By Philip Butterworth-Hayes
As with all major events, AirTaxi World Congress last week in San Francisco was a show with two very different types of dialogue. On the stage, industry leaders were buoyant, hopeful, convincing. More private conversations, however, suggested there are growing concerns around infrastructure.
Officially, the industry is in a rude state of health and heading at speed towards full commercialisation. Type certification of the EH216 in imminent and commercial operations will be launched over the next few years in 2,000 tourist hot-spots in China. In Europe, the Paris Olympics next year will see the official launch of the European industry with Groupe ADP and partners planning to scale up to 20 to 30 vertiports in the city by 2030, according to the company’s Adjoint au Directeur du Développement International Joyce Abou Moussa. Volocopter representatives were confident their aircraft would be certified in time and Lilium confirmed it had plenty of money. In the USA, commercial operations could start as early as 2025 with operations at scale by 2028; increasing interest from airlines and US Department of Defense funding are propelling Joby and Archer towards the start line.
Saudia’s CEO Captain Ibrahim Koshy was the most optimistic of all, painting a picture of a nation which is transforming its tourist industry, with ambitious plans for four-seat eVTOLs to provide premium service links to the airport for business class passengers and six-seat eVTOLs for new connecting services between regions.
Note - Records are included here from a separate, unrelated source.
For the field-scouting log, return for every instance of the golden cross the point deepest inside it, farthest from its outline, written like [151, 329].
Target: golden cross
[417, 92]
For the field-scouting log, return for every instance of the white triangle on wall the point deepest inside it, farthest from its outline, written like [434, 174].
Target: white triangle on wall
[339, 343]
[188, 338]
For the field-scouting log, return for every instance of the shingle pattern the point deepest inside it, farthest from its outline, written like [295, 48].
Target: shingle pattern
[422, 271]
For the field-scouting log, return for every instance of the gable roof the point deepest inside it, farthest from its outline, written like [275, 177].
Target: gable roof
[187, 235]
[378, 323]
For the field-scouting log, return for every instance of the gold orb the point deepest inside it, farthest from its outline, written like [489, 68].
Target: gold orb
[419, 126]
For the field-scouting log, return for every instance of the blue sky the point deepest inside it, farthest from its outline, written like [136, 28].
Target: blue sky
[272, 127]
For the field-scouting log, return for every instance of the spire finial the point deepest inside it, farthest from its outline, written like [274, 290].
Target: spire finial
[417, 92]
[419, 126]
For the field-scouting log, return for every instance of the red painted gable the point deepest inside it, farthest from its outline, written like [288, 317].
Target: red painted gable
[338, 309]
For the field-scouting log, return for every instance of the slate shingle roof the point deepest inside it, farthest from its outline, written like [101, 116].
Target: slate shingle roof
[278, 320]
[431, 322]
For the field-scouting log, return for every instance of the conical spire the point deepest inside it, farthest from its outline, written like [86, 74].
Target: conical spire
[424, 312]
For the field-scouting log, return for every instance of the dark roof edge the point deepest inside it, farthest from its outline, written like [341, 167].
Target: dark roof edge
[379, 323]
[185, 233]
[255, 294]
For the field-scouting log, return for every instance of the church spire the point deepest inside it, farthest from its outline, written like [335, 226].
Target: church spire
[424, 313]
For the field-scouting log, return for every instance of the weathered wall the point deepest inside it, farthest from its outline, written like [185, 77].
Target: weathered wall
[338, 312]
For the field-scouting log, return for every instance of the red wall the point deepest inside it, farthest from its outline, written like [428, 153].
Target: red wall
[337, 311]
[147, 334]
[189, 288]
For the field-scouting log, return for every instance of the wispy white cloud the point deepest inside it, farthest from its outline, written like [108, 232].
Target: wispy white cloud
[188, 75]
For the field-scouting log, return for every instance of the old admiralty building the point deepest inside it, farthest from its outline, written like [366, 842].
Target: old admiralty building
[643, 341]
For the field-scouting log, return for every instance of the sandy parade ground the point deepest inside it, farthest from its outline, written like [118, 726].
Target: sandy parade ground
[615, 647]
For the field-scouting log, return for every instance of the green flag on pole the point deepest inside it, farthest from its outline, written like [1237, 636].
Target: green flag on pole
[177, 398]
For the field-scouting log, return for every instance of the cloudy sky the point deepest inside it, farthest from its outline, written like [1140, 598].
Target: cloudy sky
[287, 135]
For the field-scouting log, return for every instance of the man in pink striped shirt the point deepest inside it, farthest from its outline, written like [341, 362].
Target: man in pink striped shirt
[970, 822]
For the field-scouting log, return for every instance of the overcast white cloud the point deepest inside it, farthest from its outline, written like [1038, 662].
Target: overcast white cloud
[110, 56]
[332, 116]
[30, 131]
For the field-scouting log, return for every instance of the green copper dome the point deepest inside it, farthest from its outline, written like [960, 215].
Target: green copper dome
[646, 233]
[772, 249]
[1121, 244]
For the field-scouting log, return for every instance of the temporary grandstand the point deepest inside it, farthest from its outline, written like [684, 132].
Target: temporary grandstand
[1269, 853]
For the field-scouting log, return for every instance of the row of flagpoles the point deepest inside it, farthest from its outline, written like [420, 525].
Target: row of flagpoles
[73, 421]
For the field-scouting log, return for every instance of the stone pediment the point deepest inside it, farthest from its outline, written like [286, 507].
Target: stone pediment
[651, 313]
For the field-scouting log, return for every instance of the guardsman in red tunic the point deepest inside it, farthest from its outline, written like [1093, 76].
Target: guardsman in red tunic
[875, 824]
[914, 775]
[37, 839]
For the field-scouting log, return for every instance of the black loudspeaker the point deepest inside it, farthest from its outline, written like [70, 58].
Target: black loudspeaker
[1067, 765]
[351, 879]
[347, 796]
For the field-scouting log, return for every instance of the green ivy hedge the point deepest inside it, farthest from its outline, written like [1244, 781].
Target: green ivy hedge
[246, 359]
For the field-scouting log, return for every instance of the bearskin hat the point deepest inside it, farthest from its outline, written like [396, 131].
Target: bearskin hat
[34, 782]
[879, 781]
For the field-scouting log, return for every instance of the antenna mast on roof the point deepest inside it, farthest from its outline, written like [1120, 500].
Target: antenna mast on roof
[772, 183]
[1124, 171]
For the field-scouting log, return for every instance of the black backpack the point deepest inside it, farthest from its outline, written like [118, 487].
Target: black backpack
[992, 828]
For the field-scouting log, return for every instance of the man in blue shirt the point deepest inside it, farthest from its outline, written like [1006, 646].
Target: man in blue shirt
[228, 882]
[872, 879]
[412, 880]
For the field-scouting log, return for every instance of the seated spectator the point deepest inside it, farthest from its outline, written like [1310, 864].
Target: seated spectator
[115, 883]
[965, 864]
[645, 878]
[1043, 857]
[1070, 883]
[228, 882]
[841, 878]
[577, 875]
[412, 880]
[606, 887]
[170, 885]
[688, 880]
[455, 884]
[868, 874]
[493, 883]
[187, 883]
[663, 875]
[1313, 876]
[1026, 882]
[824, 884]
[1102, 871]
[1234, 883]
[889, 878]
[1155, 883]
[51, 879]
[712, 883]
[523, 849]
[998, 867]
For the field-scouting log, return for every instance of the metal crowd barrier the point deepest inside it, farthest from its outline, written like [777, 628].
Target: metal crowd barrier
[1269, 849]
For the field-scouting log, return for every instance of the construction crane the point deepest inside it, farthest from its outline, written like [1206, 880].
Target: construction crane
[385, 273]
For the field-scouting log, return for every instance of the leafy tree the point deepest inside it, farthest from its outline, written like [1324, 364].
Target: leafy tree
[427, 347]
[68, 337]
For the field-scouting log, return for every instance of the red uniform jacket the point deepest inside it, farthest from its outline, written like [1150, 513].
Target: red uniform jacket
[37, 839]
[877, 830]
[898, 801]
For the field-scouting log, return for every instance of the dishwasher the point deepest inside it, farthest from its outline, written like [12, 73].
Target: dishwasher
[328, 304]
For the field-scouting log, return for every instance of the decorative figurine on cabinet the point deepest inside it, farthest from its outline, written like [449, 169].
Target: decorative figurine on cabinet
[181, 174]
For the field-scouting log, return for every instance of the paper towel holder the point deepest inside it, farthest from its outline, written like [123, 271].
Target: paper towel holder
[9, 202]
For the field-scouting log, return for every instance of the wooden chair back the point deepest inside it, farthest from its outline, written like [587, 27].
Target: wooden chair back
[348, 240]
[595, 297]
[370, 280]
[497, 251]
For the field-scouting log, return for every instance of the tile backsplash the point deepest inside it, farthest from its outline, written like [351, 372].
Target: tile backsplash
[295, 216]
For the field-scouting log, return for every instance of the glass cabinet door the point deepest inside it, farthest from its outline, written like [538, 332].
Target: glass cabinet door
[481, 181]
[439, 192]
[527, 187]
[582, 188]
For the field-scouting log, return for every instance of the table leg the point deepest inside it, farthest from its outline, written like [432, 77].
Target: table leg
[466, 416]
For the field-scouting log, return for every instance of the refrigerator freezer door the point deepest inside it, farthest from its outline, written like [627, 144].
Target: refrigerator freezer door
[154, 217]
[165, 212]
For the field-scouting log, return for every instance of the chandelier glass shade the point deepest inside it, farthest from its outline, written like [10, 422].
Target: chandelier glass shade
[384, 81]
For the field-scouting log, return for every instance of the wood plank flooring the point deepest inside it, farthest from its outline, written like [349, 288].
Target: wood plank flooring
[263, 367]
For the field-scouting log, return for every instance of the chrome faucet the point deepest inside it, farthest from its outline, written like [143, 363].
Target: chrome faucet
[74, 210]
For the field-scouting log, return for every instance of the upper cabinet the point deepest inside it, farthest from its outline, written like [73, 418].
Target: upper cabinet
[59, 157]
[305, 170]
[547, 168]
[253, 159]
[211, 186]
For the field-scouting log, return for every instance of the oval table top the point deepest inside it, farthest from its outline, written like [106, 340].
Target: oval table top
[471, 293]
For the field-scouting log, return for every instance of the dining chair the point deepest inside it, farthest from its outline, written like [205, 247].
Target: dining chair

But behind the scenes there were concerns about money and standards for infrastructure.
There are still major disagreements around which services are going to be initially the most viable: intra-urban passenger (flights to the airport and tourism), intra-urban (using existing small regional airports) or cargo. But with room for just one, two or three passengers the business case for early-generation eVTOLs – unless they aimed exclusively at high-net-worth individuals – look fragile.
To be commercially successful, early generation eVTOLs will need to aim for formula one pit stop timings to exchange batteries and shepherd passengers on and off.
There is even greater uncertainty around the business plans for infrastructure. Where is the business case for vertiports – especially if there is little or no non-aeronautical revenue? Private investors have yet to pile into this market in the same way they have supported eVTOL programmes so will government or local authorities have to find the funds?
Time is short and there are more questions than answers around infrastructure.
What will be the direction of travel for battery technology? Lithium ion for the next five years and then solid state after that, seemed to be the consensus. But how much load on the grid will one vertiport operation impose? The technology will move towards on-board charging at some stage. And where are key standards for cabling, fire-fighting and charging? Hopes are pinned on, in the USA at least, SAE delivering a universal charging plug standard by the end of this year.
Away from the relative fixed points of eVTOL regulatory and engineering challenges, the industry seems surrounded by a lake of uncertainty.